Wieder einmal war malt'n'taste der Veranstalter, wieder einmal hatten wir uns im Gasthaus Zur Linde getroffen, und wieder einmal hatte sich Michael vieles Gute und Interessante einfallen lassen.
Diesmal ging es - die Überschrift sagt es schon - um die schottischen Inseln. Islay (die Raucherecke auf der großen Whiskyparty) war natürlich vertreten, reihte sich aber diesmal ein in eine bunte Sammlung von Whiskies aller Single-Malt produzierenden Inseln. Naja, genau genommen gäbe es da schon noch eine: Abhainn Dearg auf Lewis haben wir ausgelassen.
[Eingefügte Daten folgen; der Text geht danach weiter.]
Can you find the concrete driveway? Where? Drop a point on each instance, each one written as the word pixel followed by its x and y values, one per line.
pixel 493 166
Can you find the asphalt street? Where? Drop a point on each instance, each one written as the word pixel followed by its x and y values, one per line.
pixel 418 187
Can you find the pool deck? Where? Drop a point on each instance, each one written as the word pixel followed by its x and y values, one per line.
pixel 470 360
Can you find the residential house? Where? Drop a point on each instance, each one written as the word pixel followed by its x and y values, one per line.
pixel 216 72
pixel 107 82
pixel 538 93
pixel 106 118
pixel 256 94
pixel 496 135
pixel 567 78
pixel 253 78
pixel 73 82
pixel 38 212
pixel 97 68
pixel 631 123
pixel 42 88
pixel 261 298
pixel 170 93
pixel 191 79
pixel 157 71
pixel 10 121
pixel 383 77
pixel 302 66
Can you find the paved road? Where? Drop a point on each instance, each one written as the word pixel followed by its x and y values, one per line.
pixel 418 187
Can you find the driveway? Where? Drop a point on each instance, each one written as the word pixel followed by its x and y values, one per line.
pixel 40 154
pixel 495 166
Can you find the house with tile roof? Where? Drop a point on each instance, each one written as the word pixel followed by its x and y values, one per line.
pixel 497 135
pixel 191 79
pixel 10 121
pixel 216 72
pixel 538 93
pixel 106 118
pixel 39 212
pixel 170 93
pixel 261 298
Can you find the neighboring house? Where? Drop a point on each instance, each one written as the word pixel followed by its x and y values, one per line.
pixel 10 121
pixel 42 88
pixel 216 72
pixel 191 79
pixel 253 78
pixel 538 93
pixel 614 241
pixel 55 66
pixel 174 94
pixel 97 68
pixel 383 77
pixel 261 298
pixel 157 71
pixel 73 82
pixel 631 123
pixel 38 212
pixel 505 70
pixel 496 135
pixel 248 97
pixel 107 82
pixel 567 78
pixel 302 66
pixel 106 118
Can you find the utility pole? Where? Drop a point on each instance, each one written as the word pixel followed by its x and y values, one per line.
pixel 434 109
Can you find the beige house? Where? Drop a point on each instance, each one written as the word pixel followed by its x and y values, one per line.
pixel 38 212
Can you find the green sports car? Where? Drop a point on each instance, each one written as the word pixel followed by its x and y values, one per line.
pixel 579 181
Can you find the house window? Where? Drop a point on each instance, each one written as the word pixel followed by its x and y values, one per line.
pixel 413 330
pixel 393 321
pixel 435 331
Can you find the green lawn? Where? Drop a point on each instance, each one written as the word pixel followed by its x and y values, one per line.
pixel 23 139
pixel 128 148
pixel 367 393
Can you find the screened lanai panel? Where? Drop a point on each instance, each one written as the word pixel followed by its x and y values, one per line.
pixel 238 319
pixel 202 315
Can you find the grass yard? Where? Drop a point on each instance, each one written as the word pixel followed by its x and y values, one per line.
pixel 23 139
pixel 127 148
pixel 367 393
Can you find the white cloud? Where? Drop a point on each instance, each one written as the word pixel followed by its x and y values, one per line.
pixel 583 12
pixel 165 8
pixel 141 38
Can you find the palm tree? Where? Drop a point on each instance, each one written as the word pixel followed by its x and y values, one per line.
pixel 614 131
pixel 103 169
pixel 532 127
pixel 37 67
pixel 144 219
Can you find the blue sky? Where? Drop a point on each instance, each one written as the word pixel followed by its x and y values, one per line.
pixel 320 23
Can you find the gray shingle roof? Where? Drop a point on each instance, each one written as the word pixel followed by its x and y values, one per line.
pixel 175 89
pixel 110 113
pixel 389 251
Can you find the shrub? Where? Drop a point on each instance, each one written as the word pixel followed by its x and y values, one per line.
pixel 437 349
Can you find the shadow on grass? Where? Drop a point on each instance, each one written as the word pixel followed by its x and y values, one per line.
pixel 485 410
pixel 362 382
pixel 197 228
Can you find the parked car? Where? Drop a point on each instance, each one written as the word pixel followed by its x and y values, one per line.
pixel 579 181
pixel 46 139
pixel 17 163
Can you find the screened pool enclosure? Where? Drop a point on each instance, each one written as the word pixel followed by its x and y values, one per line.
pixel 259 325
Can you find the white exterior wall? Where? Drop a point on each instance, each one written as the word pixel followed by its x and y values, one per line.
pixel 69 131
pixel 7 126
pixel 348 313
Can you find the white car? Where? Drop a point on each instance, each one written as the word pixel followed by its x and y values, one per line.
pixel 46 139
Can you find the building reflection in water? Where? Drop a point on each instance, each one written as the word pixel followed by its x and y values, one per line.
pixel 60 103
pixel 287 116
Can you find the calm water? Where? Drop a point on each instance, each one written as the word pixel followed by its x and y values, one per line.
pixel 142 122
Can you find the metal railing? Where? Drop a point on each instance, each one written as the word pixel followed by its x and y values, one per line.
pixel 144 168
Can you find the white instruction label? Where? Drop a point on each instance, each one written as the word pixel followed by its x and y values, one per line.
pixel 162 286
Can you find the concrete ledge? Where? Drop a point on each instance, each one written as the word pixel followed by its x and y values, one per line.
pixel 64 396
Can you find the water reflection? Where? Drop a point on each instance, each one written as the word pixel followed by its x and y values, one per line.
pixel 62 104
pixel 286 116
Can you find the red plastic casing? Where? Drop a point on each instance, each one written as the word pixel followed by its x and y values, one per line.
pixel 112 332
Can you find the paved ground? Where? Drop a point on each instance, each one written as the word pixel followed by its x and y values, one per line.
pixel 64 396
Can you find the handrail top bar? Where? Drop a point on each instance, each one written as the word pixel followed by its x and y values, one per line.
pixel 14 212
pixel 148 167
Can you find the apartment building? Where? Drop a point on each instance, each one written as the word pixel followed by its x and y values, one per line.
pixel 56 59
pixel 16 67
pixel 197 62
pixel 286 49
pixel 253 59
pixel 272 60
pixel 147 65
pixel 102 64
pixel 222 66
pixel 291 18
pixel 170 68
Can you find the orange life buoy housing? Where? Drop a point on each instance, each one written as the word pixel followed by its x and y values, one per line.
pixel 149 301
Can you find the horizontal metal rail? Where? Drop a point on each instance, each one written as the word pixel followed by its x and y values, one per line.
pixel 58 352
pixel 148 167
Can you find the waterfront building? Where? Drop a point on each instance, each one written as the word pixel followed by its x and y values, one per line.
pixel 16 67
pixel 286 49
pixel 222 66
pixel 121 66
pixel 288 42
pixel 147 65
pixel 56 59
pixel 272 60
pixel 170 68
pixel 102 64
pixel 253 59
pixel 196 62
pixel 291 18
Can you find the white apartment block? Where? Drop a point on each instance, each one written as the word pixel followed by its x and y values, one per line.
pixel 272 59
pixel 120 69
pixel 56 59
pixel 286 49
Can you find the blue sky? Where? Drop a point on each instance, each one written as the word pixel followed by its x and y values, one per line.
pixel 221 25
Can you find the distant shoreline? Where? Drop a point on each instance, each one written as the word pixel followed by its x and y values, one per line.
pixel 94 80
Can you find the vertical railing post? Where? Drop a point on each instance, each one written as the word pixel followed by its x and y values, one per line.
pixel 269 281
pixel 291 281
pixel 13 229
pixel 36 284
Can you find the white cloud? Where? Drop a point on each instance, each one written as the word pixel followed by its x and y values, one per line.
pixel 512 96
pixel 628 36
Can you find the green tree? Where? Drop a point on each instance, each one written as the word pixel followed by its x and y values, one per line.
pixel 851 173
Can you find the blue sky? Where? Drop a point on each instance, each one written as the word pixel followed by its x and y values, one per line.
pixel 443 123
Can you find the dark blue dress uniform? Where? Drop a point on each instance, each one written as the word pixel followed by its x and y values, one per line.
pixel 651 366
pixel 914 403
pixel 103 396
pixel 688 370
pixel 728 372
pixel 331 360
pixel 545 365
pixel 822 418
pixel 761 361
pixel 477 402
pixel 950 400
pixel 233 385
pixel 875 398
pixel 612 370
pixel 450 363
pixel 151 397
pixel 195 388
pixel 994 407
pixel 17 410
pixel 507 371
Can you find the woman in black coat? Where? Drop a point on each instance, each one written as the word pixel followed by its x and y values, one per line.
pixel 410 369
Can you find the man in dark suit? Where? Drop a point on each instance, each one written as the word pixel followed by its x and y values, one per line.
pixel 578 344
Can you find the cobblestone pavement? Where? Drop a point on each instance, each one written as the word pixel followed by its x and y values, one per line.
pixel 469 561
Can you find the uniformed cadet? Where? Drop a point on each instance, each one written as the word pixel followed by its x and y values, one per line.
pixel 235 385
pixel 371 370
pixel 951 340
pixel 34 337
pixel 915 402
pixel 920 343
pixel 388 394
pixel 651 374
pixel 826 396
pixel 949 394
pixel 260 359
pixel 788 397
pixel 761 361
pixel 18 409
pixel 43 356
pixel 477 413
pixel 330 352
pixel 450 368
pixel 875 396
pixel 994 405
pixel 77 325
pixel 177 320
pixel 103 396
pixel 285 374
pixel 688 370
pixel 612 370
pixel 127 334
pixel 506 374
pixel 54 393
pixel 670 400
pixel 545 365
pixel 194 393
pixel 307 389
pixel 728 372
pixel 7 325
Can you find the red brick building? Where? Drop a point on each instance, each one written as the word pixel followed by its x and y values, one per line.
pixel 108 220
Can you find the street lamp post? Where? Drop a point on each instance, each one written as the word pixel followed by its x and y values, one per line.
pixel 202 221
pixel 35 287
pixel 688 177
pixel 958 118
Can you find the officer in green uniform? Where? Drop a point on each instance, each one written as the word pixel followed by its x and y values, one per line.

Und wenn Harris (in Bau) und Barra (in Planung) erstmal ihre Destillerien haben und vielleicht auch auf den Shetlands (Reel Distillery, produziert im Moment Gin) Malt Whisky produziert wird, dann haben wir schon fast genug Inseln für ein weiteres Tasting zusammen. (Um hier keine falschen Gerüchte in die Welt zu setzen: das mit den Shetlands ist reine Spekulation von mir. Ich habe keine Ahnung, ob es bei Reel Pläne gibt, ins Whiskygeschäft einzusteigen. Ich weiß nur, dass es mir gefallen würde.)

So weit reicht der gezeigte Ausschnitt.